Arizona does not have its own law on the books concerning holiday pay for its workers. Whether or not employers pay employees holiday pay is solely at the employer’s discretion and enforcement is provided by the Industrial Commission of Arizona (ICA). They do, however, have to comply with the federal laws determined by the Fair Labor Standards Act (FLSA),
The Fair Labor Standards Act (FLSA), instituted in 1938, established a national minimum wage for employees, guaranteed time and a half for overtime in certain jobs, and prohibited most employment of minors. The FLSA does not require payment for time the employee does not work, including vacations and holidays. Holiday pay is generally agreed upon between the employer and the employee. There are exceptions for some salaried employees working in executive, administrative, professional and administrative positions as well as certain employees in computer-related positions. These employees must meet certain standards as well as being paid on a salaried basis at not less than $455 per week. An employee’s specific duties and salary must meet all the federal requirements in order to be exempt from the overtime rules including holiday pay.

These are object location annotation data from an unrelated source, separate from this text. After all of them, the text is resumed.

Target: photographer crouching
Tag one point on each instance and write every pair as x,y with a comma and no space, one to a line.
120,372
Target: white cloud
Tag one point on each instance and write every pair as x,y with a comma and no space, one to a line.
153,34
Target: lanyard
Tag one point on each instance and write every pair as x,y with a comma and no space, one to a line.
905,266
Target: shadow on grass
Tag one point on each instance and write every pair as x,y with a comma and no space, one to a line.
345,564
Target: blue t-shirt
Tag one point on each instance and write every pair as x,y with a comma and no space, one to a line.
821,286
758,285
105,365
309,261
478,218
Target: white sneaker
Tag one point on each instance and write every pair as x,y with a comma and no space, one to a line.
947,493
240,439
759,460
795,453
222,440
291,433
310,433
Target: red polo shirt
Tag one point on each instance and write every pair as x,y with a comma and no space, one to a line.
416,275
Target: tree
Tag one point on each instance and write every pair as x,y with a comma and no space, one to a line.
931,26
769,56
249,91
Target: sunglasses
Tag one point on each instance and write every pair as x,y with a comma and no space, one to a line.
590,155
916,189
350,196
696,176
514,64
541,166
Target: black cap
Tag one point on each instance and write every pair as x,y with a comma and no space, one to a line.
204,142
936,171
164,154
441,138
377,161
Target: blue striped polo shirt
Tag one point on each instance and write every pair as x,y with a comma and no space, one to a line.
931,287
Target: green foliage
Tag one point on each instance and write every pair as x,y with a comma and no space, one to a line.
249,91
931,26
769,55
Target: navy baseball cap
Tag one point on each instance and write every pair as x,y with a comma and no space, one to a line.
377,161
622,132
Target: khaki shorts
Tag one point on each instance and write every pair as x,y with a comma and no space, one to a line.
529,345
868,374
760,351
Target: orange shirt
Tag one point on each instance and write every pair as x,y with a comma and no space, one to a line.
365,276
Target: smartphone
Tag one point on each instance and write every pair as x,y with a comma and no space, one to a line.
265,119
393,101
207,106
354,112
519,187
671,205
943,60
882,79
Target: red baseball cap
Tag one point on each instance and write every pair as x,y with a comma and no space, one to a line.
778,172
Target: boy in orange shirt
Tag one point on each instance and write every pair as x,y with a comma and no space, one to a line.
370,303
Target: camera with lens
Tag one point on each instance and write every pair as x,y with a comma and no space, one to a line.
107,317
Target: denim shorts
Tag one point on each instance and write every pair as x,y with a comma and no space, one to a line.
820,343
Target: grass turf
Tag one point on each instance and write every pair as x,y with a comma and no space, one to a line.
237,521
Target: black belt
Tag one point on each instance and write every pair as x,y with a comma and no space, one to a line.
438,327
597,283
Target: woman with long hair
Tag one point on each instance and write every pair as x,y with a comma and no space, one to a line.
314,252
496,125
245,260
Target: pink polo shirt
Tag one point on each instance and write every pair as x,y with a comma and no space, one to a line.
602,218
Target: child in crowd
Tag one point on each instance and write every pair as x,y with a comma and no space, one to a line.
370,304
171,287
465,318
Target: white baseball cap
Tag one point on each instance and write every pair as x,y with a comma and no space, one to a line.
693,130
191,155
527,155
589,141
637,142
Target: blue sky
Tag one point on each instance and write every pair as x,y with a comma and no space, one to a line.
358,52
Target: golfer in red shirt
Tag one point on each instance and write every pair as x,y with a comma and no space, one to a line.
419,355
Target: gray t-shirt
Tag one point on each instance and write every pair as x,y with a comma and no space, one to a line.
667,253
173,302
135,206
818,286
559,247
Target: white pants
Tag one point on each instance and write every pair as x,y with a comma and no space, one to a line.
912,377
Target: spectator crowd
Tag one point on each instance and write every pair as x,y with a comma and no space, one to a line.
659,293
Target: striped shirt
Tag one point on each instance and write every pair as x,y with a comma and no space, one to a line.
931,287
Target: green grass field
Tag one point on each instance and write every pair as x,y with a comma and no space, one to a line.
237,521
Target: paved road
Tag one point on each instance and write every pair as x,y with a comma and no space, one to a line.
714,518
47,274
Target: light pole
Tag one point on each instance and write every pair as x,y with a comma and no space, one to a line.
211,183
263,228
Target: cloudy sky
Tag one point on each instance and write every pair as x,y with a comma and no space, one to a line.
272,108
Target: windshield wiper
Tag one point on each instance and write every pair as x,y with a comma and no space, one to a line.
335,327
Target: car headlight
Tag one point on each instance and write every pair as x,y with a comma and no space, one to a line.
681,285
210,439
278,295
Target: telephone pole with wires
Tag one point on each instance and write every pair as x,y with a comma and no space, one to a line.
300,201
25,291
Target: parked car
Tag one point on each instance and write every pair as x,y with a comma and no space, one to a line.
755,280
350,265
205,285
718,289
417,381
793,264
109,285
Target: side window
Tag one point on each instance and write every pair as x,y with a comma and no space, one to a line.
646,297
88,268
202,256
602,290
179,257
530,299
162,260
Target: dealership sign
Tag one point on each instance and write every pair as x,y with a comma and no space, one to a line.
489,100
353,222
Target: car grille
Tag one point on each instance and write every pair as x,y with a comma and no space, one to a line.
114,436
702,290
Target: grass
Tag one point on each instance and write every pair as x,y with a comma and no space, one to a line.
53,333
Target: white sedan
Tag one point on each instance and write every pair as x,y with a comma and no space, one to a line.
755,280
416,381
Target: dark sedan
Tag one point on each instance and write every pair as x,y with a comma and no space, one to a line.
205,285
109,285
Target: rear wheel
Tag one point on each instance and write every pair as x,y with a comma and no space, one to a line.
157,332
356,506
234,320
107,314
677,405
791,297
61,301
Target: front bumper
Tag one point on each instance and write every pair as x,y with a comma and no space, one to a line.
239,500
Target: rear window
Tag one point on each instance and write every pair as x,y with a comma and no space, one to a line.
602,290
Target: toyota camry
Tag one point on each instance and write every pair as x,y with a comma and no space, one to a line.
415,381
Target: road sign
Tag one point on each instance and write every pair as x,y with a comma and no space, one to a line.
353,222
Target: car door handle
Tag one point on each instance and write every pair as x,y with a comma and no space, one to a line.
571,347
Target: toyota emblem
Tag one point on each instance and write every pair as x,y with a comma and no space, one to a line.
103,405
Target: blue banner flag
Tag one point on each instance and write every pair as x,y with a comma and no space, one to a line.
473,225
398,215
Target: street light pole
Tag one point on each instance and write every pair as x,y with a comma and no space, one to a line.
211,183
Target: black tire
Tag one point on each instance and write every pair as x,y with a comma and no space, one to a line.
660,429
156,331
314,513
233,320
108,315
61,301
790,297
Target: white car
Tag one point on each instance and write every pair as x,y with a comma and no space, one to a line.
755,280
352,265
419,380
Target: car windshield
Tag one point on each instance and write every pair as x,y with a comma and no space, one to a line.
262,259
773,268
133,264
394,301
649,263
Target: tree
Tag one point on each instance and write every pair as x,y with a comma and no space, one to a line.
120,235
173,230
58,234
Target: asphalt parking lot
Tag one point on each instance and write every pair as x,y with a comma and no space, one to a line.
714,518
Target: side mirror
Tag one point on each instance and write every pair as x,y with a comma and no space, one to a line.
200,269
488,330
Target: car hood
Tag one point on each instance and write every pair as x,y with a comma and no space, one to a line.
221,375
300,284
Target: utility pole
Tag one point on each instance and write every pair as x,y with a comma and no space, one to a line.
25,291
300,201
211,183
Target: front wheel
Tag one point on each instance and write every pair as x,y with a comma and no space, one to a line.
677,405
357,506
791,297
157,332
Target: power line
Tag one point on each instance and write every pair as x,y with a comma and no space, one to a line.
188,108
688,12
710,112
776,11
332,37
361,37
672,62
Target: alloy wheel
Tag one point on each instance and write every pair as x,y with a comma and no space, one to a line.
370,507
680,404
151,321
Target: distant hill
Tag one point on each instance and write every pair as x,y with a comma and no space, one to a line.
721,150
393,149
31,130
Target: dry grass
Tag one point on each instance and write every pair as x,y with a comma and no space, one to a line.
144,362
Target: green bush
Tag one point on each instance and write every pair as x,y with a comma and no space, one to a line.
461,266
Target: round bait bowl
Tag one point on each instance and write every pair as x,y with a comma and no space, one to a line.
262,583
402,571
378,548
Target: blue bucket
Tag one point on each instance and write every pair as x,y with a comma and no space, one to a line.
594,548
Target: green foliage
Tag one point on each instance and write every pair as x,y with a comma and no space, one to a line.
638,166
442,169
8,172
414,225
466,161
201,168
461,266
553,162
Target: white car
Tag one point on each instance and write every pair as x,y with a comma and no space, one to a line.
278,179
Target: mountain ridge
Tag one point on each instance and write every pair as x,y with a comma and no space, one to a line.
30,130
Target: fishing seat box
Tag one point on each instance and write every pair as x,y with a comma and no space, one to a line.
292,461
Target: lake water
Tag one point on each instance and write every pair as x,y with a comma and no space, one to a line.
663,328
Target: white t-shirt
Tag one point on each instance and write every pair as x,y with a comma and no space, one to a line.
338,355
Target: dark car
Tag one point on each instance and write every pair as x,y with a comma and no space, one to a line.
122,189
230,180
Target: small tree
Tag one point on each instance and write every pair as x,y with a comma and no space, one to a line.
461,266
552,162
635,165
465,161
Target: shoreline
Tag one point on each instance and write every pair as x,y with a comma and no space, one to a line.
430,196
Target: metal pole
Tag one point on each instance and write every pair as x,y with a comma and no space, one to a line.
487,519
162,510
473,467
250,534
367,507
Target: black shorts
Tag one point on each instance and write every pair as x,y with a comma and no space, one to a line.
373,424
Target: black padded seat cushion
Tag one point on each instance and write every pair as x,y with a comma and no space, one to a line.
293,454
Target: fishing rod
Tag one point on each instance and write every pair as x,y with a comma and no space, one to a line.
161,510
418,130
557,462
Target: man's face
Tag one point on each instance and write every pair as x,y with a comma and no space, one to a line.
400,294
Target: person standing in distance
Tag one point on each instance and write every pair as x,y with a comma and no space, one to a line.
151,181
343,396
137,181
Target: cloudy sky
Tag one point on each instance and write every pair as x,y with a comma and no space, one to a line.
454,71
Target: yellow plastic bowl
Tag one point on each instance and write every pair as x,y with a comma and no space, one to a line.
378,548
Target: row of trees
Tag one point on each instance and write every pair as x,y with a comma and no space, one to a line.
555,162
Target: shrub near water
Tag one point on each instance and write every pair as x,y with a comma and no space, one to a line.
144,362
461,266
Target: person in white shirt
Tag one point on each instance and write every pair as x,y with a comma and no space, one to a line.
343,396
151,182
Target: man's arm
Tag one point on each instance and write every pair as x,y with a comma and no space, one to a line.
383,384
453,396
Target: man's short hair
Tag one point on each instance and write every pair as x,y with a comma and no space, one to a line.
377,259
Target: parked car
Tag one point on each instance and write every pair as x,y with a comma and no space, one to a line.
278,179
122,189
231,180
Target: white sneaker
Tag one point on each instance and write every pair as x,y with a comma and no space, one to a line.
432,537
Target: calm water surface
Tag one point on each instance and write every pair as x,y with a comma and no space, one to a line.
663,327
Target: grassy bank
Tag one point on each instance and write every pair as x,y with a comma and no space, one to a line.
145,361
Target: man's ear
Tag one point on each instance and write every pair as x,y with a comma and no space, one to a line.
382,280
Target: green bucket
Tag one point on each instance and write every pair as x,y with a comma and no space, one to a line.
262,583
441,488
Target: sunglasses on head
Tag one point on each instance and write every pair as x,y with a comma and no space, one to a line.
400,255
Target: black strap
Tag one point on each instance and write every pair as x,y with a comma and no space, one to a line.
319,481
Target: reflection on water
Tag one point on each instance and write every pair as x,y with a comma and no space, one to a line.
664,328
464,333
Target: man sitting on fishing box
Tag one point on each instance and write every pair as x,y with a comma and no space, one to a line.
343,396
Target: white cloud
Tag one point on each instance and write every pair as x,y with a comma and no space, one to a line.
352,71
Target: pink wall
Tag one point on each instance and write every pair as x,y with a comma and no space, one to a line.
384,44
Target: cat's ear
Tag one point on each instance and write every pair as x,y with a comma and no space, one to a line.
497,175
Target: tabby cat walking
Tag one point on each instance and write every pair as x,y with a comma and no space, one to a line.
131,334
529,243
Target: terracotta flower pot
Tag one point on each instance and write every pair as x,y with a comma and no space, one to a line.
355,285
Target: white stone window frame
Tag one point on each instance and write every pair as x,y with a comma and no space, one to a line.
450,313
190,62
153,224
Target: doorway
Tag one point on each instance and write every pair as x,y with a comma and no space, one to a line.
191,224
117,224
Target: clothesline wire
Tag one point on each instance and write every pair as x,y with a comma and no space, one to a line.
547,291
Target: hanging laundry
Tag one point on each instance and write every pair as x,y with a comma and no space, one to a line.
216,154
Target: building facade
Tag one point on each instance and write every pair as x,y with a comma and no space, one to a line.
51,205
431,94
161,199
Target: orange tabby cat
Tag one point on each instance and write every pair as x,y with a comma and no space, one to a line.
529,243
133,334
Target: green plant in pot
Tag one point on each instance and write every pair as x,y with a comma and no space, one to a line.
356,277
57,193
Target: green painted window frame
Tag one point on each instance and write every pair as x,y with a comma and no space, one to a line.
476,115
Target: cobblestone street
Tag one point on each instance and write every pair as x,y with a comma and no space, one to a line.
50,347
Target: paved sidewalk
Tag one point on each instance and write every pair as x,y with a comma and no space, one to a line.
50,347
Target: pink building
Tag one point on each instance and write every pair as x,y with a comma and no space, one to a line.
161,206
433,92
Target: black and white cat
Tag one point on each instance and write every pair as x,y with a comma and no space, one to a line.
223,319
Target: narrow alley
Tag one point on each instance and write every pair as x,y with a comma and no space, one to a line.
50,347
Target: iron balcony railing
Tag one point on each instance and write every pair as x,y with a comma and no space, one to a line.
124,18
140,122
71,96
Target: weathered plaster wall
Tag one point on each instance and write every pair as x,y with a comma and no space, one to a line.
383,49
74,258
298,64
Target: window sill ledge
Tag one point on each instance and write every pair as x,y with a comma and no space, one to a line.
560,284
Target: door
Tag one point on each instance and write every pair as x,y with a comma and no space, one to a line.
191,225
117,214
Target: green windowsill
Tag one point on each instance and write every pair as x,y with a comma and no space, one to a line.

The Industrial Commission of Arizona (ICA) was created in 1925 in response to the establishment of a workers’ compensation system. Over the years, the ICA’s duties have expanded to include such issues as occupational safety, health, compliance responsibilities for youth employment laws, wage dispute resolution, injured workers issues, and workers’ compensation. Funded by an annual tax on workers’ compensation premiums, the ICA is overseen by a commission appointed by the governor and confirmed by the Arizona State Senate. Their goal is to enforce all applicable laws and regulations regarding “the protection of life, health, safety and welfare of employees within the state.”